Research & Facts

Evidence-based research, clinical studies, and scientific facts about Cannabinoid Hyperemesis Syndrome (CHS).

Research Timeline

Historical development and key milestones in CHS research

2004

First Medical Description

Allen et al. published the first case series in Gut journal, describing 9 patients with chronic cannabis use who developed cyclic vomiting relieved by hot showers.

Allen JH et al. (2004) - Cannabinoid hyperemesis: cyclical hyperemesis in association with chronic cannabis abuse

2009

Diagnostic Criteria Established

Sontineni et al. published diagnostic criteria in World Journal of Gastroenterology, providing the first standardized approach to CHS diagnosis.

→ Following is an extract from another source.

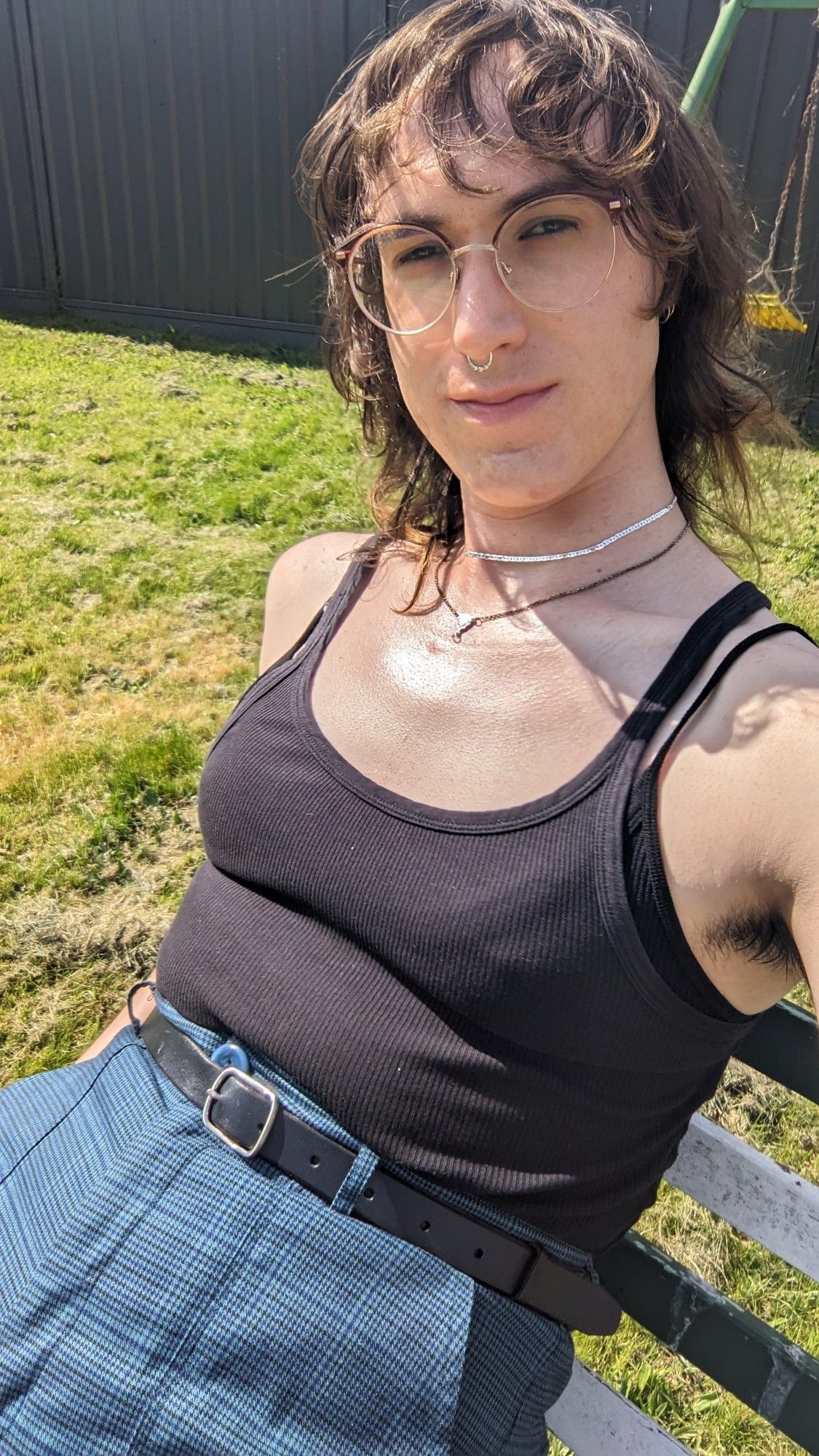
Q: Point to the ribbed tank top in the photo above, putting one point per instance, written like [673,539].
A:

Sontineni et al. (2009) - Cannabinoid hyperemesis syndrome: Clinical diagnosis of an underrecognised manifestation of chronic cannabis abuse

2021

HaVOC Trial

Landmark randomized controlled trial showing haloperidol superiority over ondansetron for CHS symptoms.

Ruberto et al. (2021) - Intravenous Haloperidol Versus Ondansetron for Cannabis Hyperemesis Syndrome (HaVOC): A Randomized, Controlled Trial

2024

AGA Clinical Practice Update

American Gastroenterological Association releases comprehensive clinical guidance for CHS management.

Rubio-Tapia et al. (2024) - AGA Clinical Practice Update on Diagnosis and Management of Cannabinoid Hyperemesis Syndrome: Commentary

Scientific Evidence

Key research findings and clinical evidence supporting CHS

Prevalence Studies

About 33% of frequent cannabis users report CHS symptoms, suggesting approximately 2.7 million affected Americans annually.

Habboushe et al. (2018) - The Prevalence of Cannabinoid Hyperemesis Syndrome Among Regular Marijuana Smokers in an Urban Public Hospital

Genetic Research

Studies identified mutations in genes related to TRPV1 receptor, dopamine signaling, and drug metabolism (CYP2C9) associated with CHS susceptibility.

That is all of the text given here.